Markedly even among Beckett's legion of exegetes, Ricks takes time to compare the French with the English renderings. and unearths from both versions witty and insightful analyses. His energy rarely flags. He may think a bit too much of his cleverness, I suspect, but this is forgivable when we can learn so much from his recondite schtick. As these apparently originated as 1990 Clarendon lectures at Oxford, Ricks keeps aware of an audience--on the page or in person--who is following, and presumably chuckling at, his remarks. You get the sense of Ricks, as with Beckett, performing his recitals rather than transcribing them for actors or academics.

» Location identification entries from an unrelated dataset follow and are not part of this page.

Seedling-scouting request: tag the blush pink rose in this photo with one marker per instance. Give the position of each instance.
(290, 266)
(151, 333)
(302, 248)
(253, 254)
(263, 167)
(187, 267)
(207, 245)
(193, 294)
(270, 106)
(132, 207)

The whole point of death and extinction in Beckett remains an often too little observed topic, and that Ricks stays pretty much on target the whole way through proves an impressive feat. The book takes in, by the way, topics germane to anyone with a general knowledge of Beckett, and is not as limited a concern as the title may suggest. Ricks' infectious interest in puns, allusions, and innuendo makes this a bonus for readers similarly afflicted. Ricks remembers that, as so much in life as well as literature, Beckett is deadly serious as he is uproariously sly.
Doomed to lack as encyclopedic a knowledge of the Beckett canon (and who among you reading this could ever attain such a familiarity as Ricks?), still, I enjoyed this work much more than most criticism I've had to peruse, whoever the scholar or subject. John Banville judges this book, at least from the excerpt as a back cover blurb, "extremely and gruesomely funny."